No Paraná, a situação é ainda pior. Nos termos do Decreto nº442/2015, para os contribuintes paranaenses incluídos no Simples nacional, passou-se a exigir recolhimento antecipado do diferencial de ICMS sobre bens importados adquiridos em outros estados, mesmo que destinados à industrialização ou comercialização. O resultado é o aumento significativo da carga tributária de empresas que deveriam ter tratamento favorecido, pois o tributo adicional recolhido não pode ser recuperado por meio de creditamento.

Felizmente, há alguma esperança. Por meio da Ação Direta de Inconstitucionalidade (ADI) nº 5464, proposta pelo OAB Federal, foi obtida liminar suspendendo a aplicação do Convênio Confaz 93/2015 às empresas incluídas no Simples Nacional, evitando a concretização dos prejuízos. Em relação à situação específica do Paraná, a OAB também está atuando para expurgar a cobrança por meio da ADI nº5425, em que o pedido de liminar aguarda análise.

Em conclusão, infelizmente, o diagnóstico acerca do “sistema” tributário brasileiro é preocupante. Não há observância à necessária coordenação e simplificação das normas sobre as obrigações tributárias principais e acessórias, o que viola os princípios da segurança jurídica e razoabilidade que devem pautar a ação estatal.

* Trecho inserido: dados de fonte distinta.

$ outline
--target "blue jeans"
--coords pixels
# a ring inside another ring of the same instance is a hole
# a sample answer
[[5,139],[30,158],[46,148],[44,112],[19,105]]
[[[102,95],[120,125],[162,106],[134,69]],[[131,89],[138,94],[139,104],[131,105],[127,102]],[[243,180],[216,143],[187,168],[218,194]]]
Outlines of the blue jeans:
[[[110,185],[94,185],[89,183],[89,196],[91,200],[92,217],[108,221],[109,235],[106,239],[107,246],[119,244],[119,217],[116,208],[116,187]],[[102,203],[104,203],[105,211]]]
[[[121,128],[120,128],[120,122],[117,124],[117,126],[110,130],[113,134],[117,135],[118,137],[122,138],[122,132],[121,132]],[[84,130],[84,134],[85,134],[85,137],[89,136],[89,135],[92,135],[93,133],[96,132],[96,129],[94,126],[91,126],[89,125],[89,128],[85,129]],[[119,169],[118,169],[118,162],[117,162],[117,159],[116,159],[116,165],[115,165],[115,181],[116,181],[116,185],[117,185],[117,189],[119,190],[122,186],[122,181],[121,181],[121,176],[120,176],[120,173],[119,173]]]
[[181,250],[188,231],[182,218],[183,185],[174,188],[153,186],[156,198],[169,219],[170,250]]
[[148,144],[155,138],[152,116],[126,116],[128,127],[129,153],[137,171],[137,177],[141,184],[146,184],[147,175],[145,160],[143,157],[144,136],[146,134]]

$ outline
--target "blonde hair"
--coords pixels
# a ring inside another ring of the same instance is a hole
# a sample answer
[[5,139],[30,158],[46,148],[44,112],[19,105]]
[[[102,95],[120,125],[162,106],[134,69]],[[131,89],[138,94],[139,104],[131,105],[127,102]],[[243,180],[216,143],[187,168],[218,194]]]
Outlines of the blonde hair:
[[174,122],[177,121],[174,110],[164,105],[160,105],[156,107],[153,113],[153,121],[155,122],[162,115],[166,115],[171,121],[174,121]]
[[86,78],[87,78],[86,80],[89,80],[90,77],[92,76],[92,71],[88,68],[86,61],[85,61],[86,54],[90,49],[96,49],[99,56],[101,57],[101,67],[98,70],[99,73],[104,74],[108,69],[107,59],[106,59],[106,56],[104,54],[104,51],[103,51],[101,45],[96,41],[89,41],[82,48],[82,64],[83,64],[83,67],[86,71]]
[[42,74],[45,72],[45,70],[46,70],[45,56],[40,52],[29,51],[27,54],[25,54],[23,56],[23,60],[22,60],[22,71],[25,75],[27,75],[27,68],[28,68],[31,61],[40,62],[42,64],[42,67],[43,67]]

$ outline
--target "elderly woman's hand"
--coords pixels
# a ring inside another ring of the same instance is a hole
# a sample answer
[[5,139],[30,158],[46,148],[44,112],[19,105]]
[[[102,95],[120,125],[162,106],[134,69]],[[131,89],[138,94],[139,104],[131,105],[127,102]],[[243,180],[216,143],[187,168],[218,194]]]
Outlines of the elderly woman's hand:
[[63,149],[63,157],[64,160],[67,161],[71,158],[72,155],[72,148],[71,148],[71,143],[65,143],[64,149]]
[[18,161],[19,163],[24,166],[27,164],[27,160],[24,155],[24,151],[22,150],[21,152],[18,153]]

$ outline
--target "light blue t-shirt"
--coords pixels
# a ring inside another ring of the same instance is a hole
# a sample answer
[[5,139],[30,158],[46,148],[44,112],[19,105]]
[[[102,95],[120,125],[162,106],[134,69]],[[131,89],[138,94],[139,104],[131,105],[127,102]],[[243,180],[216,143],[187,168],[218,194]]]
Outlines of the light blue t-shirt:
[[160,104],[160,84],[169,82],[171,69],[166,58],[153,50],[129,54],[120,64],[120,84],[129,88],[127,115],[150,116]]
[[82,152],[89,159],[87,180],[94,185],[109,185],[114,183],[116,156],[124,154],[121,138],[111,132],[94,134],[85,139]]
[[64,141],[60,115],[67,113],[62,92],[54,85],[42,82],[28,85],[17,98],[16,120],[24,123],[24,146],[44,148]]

O ICMS provavelmente é o imposto em que estes vícios estruturais são mais evidentes, não havendo expectativa de que a tão necessária Reforma Tributária possa ocorrer no prazo que a sociedade espera. A autuação do Confaz poderia ser revista, para criar mecanismos que unifiquem, ao menos em termos gerais, o ICMS e reduzam os conflitos entre os estados. Entretanto, qualquer iniciativa nesse sentido depende de uma profunda discussão sobre os objetivos e valores que a sociedade brasileira pretende ver refletidos em sua tributação que, seguramente, não são aqueles que têm norteado a atuação de nossos representantes.

Barbara das Neves é advogada na Andersen Ballão Advocacia e especialista em Direito Tributário pelo Instituto Brasileiro de Estudos Tributários.
Marcelo Diniz Barbosa é advogado e sócio da Andersen Ballão Advocacia, especialista em Direito Empresarial pelo Estação Business School.